Race condition in `align`?
What happened?
While stress-testing a personal xarray-based project with pytest-run-parallel, which runs my test suite many times in parallel over different threads, I'm frequently getting a race condition: https://github.com/crusaderky/pathfinder2e_stats/actions/runs/19407113819/job/55523433199
pathfinder2e_stats/damage.py:381: in damage
_, persistent_damage_DC = xarray.align(
.pixi/envs/nogil/lib/python3.14t/site-packages/xarray/structure/alignment.py:967: in align
aligner.align()
.pixi/envs/nogil/lib/python3.14t/site-packages/xarray/structure/alignment.py:667: in align
self.reindex_all()
.pixi/envs/nogil/lib/python3.14t/site-packages/xarray/structure/alignment.py:638: in reindex_all
self.results = tuple(
.pixi/envs/nogil/lib/python3.14t/site-packages/xarray/structure/alignment.py:625: in _reindex_one
dim_pos_indexers = self._get_dim_pos_indexers(matching_indexes)
^^^^^^^^^^^^^^^^^^^^^^^^^^^^^^^^^^^^^^^^^^^^
.pixi/envs/nogil/lib/python3.14t/site-packages/xarray/structure/alignment.py:556: in _get_dim_pos_indexers
indexers = obj_idx.reindex_like(aligned_idx, **self.reindex_kwargs)
^^^^^^^^^^^^^^^^^^^^^^^^^^^^^^^^^^^^^^^^^^^^^^^^^^^^^^^^
_ _ _ _ _ _ _ _ _ _ _ _ _ _ _ _ _ _ _ _ _ _ _ _ _ _ _ _ _ _ _ _ _ _ _ _ _ _ _ _
self = PandasIndex(Index(['bleed', 'fire', 'electricity'], dtype='str', name='damage_type'))
other = PandasIndex(Index(['bleed', 'cold', 'fire'], dtype='str', name='damage_type'))
method = None, tolerance = None
def reindex_like(
self, other: Self, method=None, tolerance=None
) -> dict[Hashable, Any]:
if not self.index.is_unique:
> raise ValueError(
f"cannot reindex or align along dimension {self.dim!r} because the "
"(pandas) index has duplicate values"
)
E ValueError: cannot reindex or align along dimension 'damage_type' because the (pandas) index has duplicate values
Sadly, I cannot reproduce the failure locally - for some reason it happens only in CI, even if the whole stack and platform are identical between CI and my local box.
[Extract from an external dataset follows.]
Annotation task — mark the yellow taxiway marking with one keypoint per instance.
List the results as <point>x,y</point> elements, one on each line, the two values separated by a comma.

For this reason, I'm unsure if the issue is in xarray or in pandas.
The test that is failing in my project is calling
_, b2 = xarray.align(a, b, align="left")
where a is a thread-local Dataset and b is a DataArray that is defined in the global scope and is shared among all the threads that run xarray.align in parallel. The two objects are aligned along a string index, with object dtype in a and dtype=<U11 in b. All inputs are deterministic.
Minimal reproducer (which I'm however failing to make it demonstrate the issue as explained above):
import xarray
from numpy.testing._private.utils import run_threaded
# b is shared among all threads
b = xarray.DataArray([4, 5, 6], dims=["x"], coords={"x": ["b", "f", "c"]})
def f():
# a is thread-local
a = xarray.Dataset(coords={"x": ["b", "f", "e"]})
a.coords["x"] = a.coords["x"].astype(object)
_, b2 = xarray.align(a, b, join="left", fill_value=-1)
run_threaded(f)
My gut feeling is that there is a brief moment where the input DataArray b is temporarily updated in place. However, I've audited the xarray code and did not spot anything untowards.
From what I understand:
-
aligncallsAligner.reindex_all, - which calls
Aligner._reindex_one, - which calls
DataArray._reindex_callbackonb, - which calls
DataArray._to_temp_dataset->Dataset._reindex_callback->DataArray.from_temp_dataset
Notably, the Variable instances in Dataset._reindex_callback are the same objects in the shared b object.
Environment
- python-freethreading 3.14.0
- pandas 3.0.0.dev0+2714.gfa5b90a079
- xarray 2025.10.1
- ubuntu-latest github actions CI runners
I'm inclined to blame pandas (https://github.com/pandas-dev/pandas/issues/2728, https://github.com/pydata/xarray/issues/9836) and I suspect there's at least one shallow-copy somewhere in that align code path.
One way to check would be to write a dummy custom index class with no Pandas involved.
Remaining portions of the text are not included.